Le risque désormais pour les démocraties, en particulier dans les contextes de crise, ne réside plus dans les coups d’État et les guerres civiles mais dans l’installation, par l’élection de gouvernant-e-s aux tentations autoritaires ou néofascistes. De tels régimes s’efforcent de réduire le rôle et de relativiser les voix des corps intermédiaires et des contre-pouvoirs et de limiter la liberté des citoyens-ne-s justifiant leurs décisions par une gestion de l’urgence et de l’incertitude. Le risque est aussi celui d’une disparition progressive des possibilités du débat démocratique, dans et hors la sphère politique, au profit d’une banalisation de la polémique. Celle-ci n’est rien d’autre qu’un mode d’interaction où autrui n’est pas envisagé comme un interlocuteur, mais comme un ennemi. La polémique est destinée, y compris dans certains lieux et certains médias mainstream où l’on entretient a confusion entre expert-e et polémiste, non à informer mais à faire grimper l’audience et le nombre de clics et à faire le buzz en provoquant le scandale permanent. Les individus démocratiques prennent place dans des entre-soi médiatiques rassurants, au sein d’une ou de plusieurs communautés et “ s’informent ” via des sources qui les confortent dans leurs opinions. L’expression d’une parole libre et souvent anonyme, diminue l’influence de tiers médiateurs mis en situation d’être les “ sachants ”, ils permettent à chacun de se sentir autorisé et légitime à produire des contenus qualifiés “ d’information ”. C’est un des effets du triomphe des désordres de l’information, amplifié par les gouvernements et mouvements d’extrême droite. Avec la “ malinformation ”, l’accès à la connaissance est perverti. Les récits faux ou tronqués visent avant tout à être efficaces. Le fait de les formuler chaque jour un peu plus lorsqu’on a l’espace et la latitude pour le faire répond à un “ enjeu de position ”, celui de “ conquérir le pouvoir, de l’exercer, ou de le conserver ”. “ L’énoncé ” est là pour “ fédérer et mobiliser les partisans, fédérer une opposition, cliver ”. Peu importe que les phrases prononcées soient vraies ou erronées. Cette fausse démocratie d’opinion valorise le soupçon et la haine : il n’est plus question d’échanger mais d’écraser.
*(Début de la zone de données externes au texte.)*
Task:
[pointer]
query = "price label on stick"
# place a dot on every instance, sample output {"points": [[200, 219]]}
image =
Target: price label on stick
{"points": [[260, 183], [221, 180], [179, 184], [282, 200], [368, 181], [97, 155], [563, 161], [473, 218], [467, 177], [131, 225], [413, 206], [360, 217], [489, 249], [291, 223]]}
Dans leur essai La Mort des démocraties, Steven Levitsky et Daniel Ziblatt expliquent que revivifier les démocraties suppose non seulement de préserver l’esprit et le fonctionnement de leurs institutions pour protéger les citoyen-e-s de la tyrannie, mais aussi, de défendre des normes non écrites de liberté, d’égalité et de solidarité. Puisque la défiance croissante à l’égard des champs politique, médiatique et intellectuel, née d’une impression de mépris et que les populistes instrumentalisent, n’est pas une fatalité, les citoyen-ne-s doivent faire preuve de courage politique, consistant à être à la fois humbles et audacieux-ses, pour réaffirmer, conforter, toujours nourrir les valeurs de tolérance et d’exigence critique, ce qui passe par contribuer au respect du conflit d’opinions, qui est le contraire de la violence. La démocratie en pratique et en pratiques, c’est en premier lieu le débat d’idées, condition et garantie, ensuite, des combats entre différentes priorités et idéologies. La démocratie est un cadre pour transformer ce qui “ sépare ” en discussions, puis en négociations et en actions. Puisque la démocratie est une “ forme de vie ”, comme le dit la philosophe Sandra Laugier, si elle “ vit de la faiblesse ou de la plasticité des liens qui unissent les citoyens ”, les conversations humaines sont essentielles. Il est donc important de les réhabiliter, de défendre le langage. Dans la discussion démocratique, qui doit être libre, on peut changer de place, c’est même l’un des buts : convaincre l’autre par l’argumentation au lieu de d’essayer de le-la dominer, de lui imposer son point de vue. Sans possibilité d’écoute et d’attention, sans possibilité de langage, c’est une autre forme de prédation, idéologique (des partis ou mouvements politiques extrémistes) ou économique (faire le buzz pour vendre des publicités), qui s’impose.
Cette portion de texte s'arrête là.